Feb 4
US Treasury Building, Washington DC

In recent years, our federal transfer tax laws have provided us with very significant jumps in the exemption levels for gift tax and estate tax purposes, but coupled with an expiration date – a so called “sunset” – that prompts a reversion back to much lower exemption amounts. These “use it or lose it” prospects have motivated many wealthy individuals to consider accelerating large wealth transfers to lower generations to take advantage of the elevated exemption levels before they vanish. However, there has remained a concern that the tax avoidance benefits obtained by making current use of the elevated exemption levels could be undone, ultimately, by the resulting tax treatment of future gifts and death-time bequests that occur after the sunset has brought back a much lower exemption environment. This concern became known as the “clawback” possibility.
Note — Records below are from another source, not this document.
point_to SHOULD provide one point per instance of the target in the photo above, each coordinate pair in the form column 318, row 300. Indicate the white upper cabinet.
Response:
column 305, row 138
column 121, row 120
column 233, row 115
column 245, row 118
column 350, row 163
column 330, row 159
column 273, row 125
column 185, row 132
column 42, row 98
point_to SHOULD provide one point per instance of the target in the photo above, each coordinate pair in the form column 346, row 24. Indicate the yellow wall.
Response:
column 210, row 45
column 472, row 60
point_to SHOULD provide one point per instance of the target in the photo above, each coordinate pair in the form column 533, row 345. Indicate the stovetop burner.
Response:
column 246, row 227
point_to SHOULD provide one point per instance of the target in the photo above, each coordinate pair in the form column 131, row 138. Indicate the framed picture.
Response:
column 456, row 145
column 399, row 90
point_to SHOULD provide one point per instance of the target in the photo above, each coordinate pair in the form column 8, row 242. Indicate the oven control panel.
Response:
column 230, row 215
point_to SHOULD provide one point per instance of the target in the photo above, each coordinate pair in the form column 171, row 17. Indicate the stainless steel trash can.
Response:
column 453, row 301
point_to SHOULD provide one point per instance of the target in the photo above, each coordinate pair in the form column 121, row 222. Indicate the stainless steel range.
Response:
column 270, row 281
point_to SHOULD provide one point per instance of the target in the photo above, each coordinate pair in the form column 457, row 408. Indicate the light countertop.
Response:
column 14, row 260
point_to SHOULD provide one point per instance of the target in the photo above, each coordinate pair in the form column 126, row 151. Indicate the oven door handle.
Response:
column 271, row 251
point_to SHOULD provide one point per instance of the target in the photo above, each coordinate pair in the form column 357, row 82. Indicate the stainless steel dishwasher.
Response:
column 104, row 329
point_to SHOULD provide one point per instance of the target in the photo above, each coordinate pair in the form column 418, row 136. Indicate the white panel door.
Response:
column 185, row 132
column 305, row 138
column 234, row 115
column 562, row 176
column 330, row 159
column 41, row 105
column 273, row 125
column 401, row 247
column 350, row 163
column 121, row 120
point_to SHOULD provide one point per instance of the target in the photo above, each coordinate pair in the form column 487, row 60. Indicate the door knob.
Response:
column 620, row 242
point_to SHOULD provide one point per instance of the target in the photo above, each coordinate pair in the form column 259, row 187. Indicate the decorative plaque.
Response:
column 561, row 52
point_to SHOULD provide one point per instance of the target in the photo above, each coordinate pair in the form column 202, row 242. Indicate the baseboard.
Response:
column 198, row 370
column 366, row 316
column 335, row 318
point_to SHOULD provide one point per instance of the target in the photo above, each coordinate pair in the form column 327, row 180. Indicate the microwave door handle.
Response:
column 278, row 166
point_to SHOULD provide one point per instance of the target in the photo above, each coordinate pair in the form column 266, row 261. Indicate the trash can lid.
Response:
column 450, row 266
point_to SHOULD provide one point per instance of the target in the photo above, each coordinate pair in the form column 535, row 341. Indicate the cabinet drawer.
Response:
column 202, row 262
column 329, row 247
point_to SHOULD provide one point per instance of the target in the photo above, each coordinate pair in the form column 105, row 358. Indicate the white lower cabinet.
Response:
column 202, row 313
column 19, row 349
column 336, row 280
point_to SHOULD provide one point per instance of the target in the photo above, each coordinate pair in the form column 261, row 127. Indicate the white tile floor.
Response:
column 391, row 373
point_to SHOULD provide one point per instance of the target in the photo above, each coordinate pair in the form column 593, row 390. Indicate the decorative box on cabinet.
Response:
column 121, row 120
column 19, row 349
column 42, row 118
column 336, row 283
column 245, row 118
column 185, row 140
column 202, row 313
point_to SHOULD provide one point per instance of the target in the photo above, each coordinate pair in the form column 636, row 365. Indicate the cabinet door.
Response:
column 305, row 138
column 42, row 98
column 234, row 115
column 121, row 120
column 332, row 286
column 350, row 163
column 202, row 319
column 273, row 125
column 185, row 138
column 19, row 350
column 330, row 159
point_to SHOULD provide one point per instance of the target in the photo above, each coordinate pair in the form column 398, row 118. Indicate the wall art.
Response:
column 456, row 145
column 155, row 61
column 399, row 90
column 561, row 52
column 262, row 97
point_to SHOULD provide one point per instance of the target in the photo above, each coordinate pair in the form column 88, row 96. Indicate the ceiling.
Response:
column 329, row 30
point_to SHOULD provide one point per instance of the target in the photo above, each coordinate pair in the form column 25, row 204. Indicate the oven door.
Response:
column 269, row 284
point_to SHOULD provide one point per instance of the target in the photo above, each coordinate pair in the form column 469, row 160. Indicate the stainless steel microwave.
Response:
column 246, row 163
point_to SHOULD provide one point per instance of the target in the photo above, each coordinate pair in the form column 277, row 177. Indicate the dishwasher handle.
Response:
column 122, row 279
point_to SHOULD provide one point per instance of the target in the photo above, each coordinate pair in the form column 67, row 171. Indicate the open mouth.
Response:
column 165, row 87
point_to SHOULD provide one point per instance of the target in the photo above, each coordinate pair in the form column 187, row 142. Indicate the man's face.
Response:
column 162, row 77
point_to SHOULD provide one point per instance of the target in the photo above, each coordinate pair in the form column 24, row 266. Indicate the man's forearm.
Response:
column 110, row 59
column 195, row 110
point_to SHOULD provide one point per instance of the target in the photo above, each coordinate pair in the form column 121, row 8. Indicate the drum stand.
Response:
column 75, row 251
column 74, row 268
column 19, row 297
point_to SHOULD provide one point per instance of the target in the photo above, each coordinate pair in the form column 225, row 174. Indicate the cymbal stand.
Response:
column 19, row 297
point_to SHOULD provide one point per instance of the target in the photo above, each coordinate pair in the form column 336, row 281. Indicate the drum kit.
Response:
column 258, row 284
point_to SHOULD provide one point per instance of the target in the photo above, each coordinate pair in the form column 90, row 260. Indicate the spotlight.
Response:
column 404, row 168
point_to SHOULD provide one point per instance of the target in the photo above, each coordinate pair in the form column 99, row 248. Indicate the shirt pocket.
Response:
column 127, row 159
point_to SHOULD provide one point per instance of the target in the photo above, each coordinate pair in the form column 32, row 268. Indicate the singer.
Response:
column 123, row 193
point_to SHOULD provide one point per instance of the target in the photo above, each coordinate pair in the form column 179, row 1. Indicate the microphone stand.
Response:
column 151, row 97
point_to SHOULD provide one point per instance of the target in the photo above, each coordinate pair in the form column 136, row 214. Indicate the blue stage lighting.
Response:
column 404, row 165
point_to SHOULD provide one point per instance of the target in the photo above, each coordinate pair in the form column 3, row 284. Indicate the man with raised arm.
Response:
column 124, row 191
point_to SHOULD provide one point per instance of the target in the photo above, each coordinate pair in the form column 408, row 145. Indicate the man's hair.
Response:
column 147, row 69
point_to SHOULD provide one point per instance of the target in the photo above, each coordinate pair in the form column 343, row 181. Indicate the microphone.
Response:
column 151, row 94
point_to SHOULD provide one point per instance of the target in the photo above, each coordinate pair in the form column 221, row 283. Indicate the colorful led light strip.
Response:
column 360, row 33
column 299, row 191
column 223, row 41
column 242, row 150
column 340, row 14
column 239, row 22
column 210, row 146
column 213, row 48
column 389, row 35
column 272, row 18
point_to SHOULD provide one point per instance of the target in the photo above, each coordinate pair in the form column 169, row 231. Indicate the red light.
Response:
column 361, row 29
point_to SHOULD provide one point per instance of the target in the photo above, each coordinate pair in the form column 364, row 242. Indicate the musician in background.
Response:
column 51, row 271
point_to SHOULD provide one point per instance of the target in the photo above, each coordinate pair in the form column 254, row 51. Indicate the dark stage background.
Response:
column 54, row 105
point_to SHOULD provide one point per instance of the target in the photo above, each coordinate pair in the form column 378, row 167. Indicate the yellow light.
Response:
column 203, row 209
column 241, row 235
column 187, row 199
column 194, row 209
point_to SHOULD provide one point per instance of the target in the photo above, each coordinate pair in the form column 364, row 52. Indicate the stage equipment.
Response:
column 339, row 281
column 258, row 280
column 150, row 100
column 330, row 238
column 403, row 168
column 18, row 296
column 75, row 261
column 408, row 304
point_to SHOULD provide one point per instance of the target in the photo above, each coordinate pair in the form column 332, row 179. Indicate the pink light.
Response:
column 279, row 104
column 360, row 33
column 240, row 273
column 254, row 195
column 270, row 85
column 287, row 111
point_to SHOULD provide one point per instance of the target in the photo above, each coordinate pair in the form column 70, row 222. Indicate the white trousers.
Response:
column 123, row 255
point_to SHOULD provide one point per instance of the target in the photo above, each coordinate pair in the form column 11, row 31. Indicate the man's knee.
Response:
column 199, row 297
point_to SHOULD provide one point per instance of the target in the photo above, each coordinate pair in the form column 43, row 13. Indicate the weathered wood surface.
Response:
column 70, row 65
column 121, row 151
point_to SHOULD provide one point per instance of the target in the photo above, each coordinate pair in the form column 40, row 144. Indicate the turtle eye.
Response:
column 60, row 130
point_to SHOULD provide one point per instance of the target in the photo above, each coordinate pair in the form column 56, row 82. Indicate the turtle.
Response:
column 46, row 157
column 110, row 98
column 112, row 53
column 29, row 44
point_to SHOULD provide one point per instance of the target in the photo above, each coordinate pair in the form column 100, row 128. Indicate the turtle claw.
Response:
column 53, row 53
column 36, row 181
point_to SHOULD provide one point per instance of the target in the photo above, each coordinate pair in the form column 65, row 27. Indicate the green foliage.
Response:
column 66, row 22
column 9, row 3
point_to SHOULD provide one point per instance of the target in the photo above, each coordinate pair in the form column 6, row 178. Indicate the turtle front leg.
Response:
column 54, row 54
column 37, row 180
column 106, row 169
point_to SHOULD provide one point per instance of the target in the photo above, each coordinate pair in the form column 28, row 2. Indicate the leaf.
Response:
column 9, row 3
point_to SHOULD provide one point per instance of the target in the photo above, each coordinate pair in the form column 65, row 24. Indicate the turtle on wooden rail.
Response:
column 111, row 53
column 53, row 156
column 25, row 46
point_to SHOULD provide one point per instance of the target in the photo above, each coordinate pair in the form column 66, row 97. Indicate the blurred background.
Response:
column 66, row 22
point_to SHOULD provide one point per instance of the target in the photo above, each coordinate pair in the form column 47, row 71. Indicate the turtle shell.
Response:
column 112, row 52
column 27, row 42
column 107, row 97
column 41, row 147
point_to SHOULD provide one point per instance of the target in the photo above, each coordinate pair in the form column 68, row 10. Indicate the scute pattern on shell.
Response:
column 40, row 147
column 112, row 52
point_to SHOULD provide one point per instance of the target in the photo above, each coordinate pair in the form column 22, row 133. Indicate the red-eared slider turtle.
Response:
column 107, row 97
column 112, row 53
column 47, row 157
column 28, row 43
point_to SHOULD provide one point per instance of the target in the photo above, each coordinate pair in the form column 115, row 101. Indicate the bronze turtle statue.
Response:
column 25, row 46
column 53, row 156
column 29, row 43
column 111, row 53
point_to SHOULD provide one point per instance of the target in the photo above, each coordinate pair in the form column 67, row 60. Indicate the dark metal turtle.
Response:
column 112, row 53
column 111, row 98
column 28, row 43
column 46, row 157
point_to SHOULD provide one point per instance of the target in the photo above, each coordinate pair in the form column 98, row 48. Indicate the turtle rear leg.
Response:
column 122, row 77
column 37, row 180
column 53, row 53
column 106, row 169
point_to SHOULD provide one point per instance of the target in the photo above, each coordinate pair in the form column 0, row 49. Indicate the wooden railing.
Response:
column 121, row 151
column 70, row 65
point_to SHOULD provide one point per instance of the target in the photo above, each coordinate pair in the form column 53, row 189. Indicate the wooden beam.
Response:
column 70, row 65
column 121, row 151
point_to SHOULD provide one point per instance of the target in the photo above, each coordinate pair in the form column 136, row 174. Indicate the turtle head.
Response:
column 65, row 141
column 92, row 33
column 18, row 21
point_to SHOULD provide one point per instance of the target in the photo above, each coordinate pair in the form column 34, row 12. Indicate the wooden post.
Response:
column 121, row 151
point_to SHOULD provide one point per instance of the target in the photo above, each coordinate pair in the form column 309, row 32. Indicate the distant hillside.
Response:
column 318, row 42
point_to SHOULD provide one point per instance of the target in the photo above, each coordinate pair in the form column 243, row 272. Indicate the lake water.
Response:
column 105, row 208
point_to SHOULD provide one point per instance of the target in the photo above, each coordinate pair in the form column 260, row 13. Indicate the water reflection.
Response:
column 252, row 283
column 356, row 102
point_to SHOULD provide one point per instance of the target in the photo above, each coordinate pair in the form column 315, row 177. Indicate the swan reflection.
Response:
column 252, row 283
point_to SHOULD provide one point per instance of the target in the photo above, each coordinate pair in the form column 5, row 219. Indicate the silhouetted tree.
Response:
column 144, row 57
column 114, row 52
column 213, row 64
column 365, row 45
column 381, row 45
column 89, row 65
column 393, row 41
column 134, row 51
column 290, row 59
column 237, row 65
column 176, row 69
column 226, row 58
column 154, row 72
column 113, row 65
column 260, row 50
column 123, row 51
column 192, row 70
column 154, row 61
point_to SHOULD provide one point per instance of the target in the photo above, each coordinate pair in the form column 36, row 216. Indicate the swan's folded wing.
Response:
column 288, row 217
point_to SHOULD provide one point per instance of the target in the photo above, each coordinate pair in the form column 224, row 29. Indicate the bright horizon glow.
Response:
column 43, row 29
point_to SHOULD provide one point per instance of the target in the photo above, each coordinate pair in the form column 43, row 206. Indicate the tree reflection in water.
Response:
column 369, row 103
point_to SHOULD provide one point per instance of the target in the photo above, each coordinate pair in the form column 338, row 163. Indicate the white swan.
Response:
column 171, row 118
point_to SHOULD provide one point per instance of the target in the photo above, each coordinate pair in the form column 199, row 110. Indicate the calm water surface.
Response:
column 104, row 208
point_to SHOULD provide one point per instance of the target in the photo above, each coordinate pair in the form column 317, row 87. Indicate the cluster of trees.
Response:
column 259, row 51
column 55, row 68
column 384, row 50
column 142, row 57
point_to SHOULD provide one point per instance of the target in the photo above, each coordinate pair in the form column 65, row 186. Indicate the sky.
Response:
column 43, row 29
In response to these concerns, Treasury and the IRS issued new proposed regulations in November under Reg. §20.2010-1. These new regulations are regarded as “anti-clawback” rules, as they endeavor to confirm that use of the available elevated exemptions, while they remain in place, will not later result in a full or partial recoupment, or clawback, of the corresponding tax savings, even if the future brings much lower exemption levels that become applicable to that same donor’s later gifts or estate.

The issuance of these new regulations is a welcome event. While the clawback possibility was generally regarded as unlikely, the prospect of that result was a hindrance to effective wealth transfer planning. The affirmative rejection of the clawback approach, as set forth in the new regulations and their preamble, now provides us with the comfort of certainty.

Before the proposed regulations become final, the IRS and Treasury Department will consider public comments submitted by February 21, 2019. Public hearing will be held on March 13, 2019. Thereafter, the agencies will determine whether to finalize the rule and establish its effective date. It is widely expected that there will be no reversal or major change in the substance of the existing proposed regulations as they move toward finalization.